Reverse of Operation Overlord? France to launch an amphibious assault on Britain?
Shut down the tunnel.
Check every truck, car UK bound.
I don’t believe that there was any formal solution in place for the Calais migrants.
Calais is just the place that the migrant problem can that has been kicked down down the road currently occupies.
All of the political representatives have been content to kick the can down the road and let it become someone else’s problem. In Calais that took the form of appeasement by the mayor. Now the mayor blames the British. However, I am not sure that the British have any obligation at this moment to the migrants. So the French might use a trade blockade as a bargaining chip, but trade goes both ways, and the French who depend on trade with the British would probably take offense to a trade blockade by France, so that does not sound very likely to me.
I think what is difficult for everyone to believe is that Brexit puts a roadblock into the notion of kicking the can down the road, and unfortunately for Calais, it is now the new end of the road. The only “progressive” way out is for the EU to threaten the UK with severe trade sanctions.
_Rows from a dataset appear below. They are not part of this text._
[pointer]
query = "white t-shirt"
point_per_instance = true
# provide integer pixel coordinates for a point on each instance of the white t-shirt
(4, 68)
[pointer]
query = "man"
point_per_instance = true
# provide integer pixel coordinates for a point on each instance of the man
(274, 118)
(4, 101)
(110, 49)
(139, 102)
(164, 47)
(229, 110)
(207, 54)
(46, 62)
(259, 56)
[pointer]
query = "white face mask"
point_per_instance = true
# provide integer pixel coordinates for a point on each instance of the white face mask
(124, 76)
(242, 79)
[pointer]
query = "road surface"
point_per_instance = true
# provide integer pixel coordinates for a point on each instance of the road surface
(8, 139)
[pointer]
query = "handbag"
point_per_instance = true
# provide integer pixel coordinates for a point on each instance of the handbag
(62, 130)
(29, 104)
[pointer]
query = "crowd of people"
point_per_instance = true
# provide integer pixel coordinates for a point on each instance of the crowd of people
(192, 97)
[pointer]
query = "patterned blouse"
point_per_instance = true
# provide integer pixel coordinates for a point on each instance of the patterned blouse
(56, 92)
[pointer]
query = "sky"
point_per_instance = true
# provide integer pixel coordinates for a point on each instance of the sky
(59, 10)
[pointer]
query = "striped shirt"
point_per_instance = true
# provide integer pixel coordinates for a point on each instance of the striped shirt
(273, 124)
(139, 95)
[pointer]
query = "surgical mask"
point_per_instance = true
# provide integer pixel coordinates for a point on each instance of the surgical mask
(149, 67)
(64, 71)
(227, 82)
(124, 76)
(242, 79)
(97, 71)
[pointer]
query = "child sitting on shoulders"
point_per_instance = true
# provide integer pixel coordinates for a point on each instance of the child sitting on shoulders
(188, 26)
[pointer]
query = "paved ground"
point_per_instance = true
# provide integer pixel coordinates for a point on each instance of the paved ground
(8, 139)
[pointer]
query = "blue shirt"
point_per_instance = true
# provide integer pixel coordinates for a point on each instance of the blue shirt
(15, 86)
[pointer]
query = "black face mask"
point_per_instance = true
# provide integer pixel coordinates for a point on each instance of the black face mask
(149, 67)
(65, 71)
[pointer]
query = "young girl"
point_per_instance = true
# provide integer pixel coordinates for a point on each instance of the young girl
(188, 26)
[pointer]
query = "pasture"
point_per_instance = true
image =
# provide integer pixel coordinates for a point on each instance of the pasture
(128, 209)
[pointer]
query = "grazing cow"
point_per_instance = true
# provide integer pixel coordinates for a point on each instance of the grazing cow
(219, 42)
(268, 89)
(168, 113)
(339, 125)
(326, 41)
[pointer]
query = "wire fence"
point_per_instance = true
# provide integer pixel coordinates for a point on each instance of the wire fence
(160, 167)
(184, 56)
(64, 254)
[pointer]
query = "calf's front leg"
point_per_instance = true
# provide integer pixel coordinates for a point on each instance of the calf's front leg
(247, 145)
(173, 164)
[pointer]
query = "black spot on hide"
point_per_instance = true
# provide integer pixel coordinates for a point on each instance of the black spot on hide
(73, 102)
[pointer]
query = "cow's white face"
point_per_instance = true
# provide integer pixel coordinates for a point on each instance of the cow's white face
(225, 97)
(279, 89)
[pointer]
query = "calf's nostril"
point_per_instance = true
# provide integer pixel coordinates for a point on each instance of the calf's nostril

However, that means that EU is forced to admit that it is not capable of handling its own problems, in particular, very visible problems that its kick-the-can policies played a big part in forming.
It is likely therefore that EU will have to come up with a plan to absorb the Calais migrants and furthermore come up with a plan to absorb the Calais migrants-to-come. They will also have to do this under public scrutiny of some sort. The only political analog I can think of is suddenly and unexpectedly being unable to increase the national debt limit. In other words, there will be all kinds of very unpleasant political repercussions. EU politicians, like markets, abhor uncertainty— they tend to want to keep themselves in power. A situation in which outcomes are uncertain provides plenty of political uncertainty for many of them. I suppose the EU political scene will shift to a blame game, with everyone scrambling to avoid being stuck with some share of the blame for the additional cost of handling the migrants, plus some NIMBY effects as well.
To some degree I think the migrants were counting on the EU to come up with a means by which they could cross the Channel legally. Now with Brexit, I think that scenario is at best a long shot, so the migrants will need to modify their world view to incorporate a Britain that they do not qualify to migrate to under any conditions (without adequate skills to qualify for legal immigration). After a while, there will be a mayor in Calais who reflects the new reality, and demands action from the French national government to help disperse the migrants and possibly even return them to wherever they came from.
THE mayor of Calais says migrants living in the Jungle camp and others in France should be moved to Britain so Brits take the consequences of Brexit. Natacha Bouchart wants a revision of the border deal between France and the UK, which at the moment sees border checks carried out in Calais to stop those trying to get to Britain illegally.
Bouchart is still trying to continue to play kick the can. Howeve, note that she has no support from the national government. It is a fundamental incongruity between local and national politics.
One way to solve it would be to give Calais to the Brits. However, the Brits would probably not want it. Calais could secede from France but that would be impractical since Calais does not have enough infrastructure to survive. Somehow the locals will have to reconcile with the national government and vice versa on this issue.